Getting started

  • Install Rust! Follow instructions here.
  • For vscode users:
    • Install the rust-analyzer extension.
    • Open User Settings (JSON) with CMD + SHIFT + P the type Open User Settings.
    • Add these settings:
      "[rust]": {
        "editor.defaultFormatter": "rust-lang.rust-analyzer",
        "editor.formatOnSave": true,
        "editor.rulers": [102]
      },

How to use the repo

Making branches and issues

  • Create an issue and note the issue number (eg. 5).
  • Create a branch named 5-mybranch-name.
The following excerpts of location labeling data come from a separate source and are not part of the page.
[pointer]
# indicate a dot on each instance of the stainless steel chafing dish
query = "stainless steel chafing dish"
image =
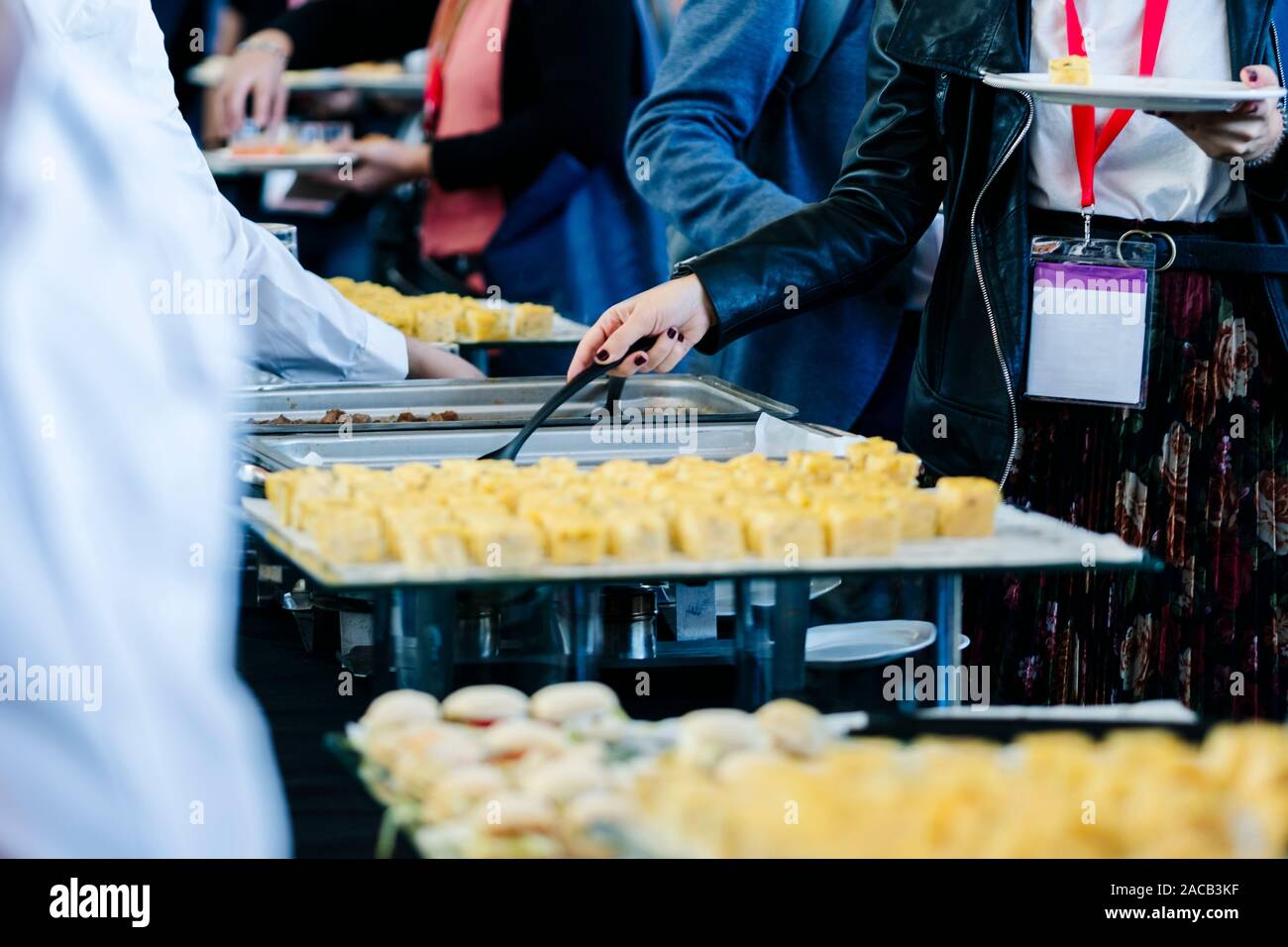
(587, 445)
(489, 403)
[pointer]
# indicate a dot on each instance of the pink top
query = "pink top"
(464, 222)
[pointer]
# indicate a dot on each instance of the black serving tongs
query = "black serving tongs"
(510, 451)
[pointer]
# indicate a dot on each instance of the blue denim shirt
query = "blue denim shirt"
(713, 88)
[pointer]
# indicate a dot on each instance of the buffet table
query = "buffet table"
(417, 613)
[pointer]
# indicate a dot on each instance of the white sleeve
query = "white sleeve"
(300, 328)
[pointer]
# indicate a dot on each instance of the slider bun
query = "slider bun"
(515, 813)
(462, 789)
(707, 735)
(562, 702)
(398, 709)
(794, 727)
(520, 736)
(484, 703)
(565, 779)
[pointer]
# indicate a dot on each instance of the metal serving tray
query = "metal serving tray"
(489, 403)
(584, 444)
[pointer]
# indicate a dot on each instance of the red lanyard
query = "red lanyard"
(1090, 146)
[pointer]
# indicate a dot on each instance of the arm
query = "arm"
(585, 51)
(300, 328)
(724, 59)
(884, 201)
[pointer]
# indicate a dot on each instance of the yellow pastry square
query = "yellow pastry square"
(894, 470)
(484, 324)
(436, 325)
(348, 536)
(707, 532)
(966, 505)
(862, 528)
(861, 451)
(1070, 69)
(575, 540)
(814, 463)
(502, 541)
(784, 532)
(638, 538)
(918, 514)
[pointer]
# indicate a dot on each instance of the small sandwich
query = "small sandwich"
(707, 736)
(795, 727)
(519, 737)
(387, 719)
(462, 789)
(1070, 69)
(398, 709)
(584, 709)
(563, 780)
(484, 705)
Create a new Rust Crate in the Rust Workspace (./iydlr/)

  • cd /path/to/iydlr
  • Decide if it's a library crate or a binary crate.
    • binary crate: cargo new my-crate-name
    • library crate: cargo new my-crate-name --lib

Interfaces and how to use them

The goal is the create a Rust "thing" (could be a struct or an enum) that implements the interface. Which looks like this in Rust:

trait MyInterface {
  /// A method that takes a reference to `self` and returns `usize`.
  fn some_func(&self) -> usize;
}

struct MyStruct {
  some_field: usize,
}

impl MyInterface for MyStruct {
  fn some_func(&self) -> usize {
    // do some special logic
    *self.some_field + 2
  }
}

You will now be able to find that function implemented on the struct when you instantiate the struct:

fn demo() -> () {
  let my_struct = MyStruct { some_field: 4 };

  let my_result = &my_struct.some_func();

  // `my_result` will be = 6
}

Resources

Rust resources

  • The amazing Rust Language Book: better writing than most novels, very clear and helpful.
  • Rust by Example: The hand-in-hand example based companion to the Rust Lang Book.